Bowling hopes to take game theory and apply it to creating artificial intelligence algorithms for real-life decision making in areas like national security. It could be applied to setting up patrols and checkpoints at airports or on public transit to catch fare evaders.
"You want to build something that essentially has no hole. That can't be beaten.… That same kind of game theoretic reasoning is what we have to do in poker."
He's already been working with a team studying whether artificial intelligence can adjust how much insulin people with chronic diabetes should take.
4,000 CPUs required
None of this is a quick process, and creating the new algorithm to crack the game took a long time.
The game has an "enormous scale" with billions — or 10,000 billion to be more exact — decisions a player might have to make, Bowling says. The scientists required four petabytes, or 4,000 terabytes, of disc space to write down a strategy.
The algorithm started without knowing how to play the game. It then played hand after hand against itself, updating its strategy every time.
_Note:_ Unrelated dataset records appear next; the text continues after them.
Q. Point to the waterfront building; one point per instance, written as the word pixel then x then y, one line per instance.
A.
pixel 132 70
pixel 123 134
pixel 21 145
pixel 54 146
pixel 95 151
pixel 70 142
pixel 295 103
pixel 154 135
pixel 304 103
That process called for "a massive amount of computational power." The scientists set up 4,000 central processing units (CPUs) to play these hands. The computers took two months to play out all the possibilities.
"In the end, it actually played more hands of poker than probably all of humanity has ever played the game," says Bowling.
A single CPU would have needed 1,000 years to do the same computation.
Next, the computer poker community is focusing on the no-limit version of the game, Bowling says, but its complexity is "dramatically larger."
He doesn't believe no-limit poker can be essentially solved and thinks the next benchmark will be to see if technology can beat the best no-limit poker players instead.
Watson won against humans on Jeopardy, and Deep Blue reigned over Garry Kasparov in chess. It may only be a matter of time before artificial intelligence wins at the poker table too.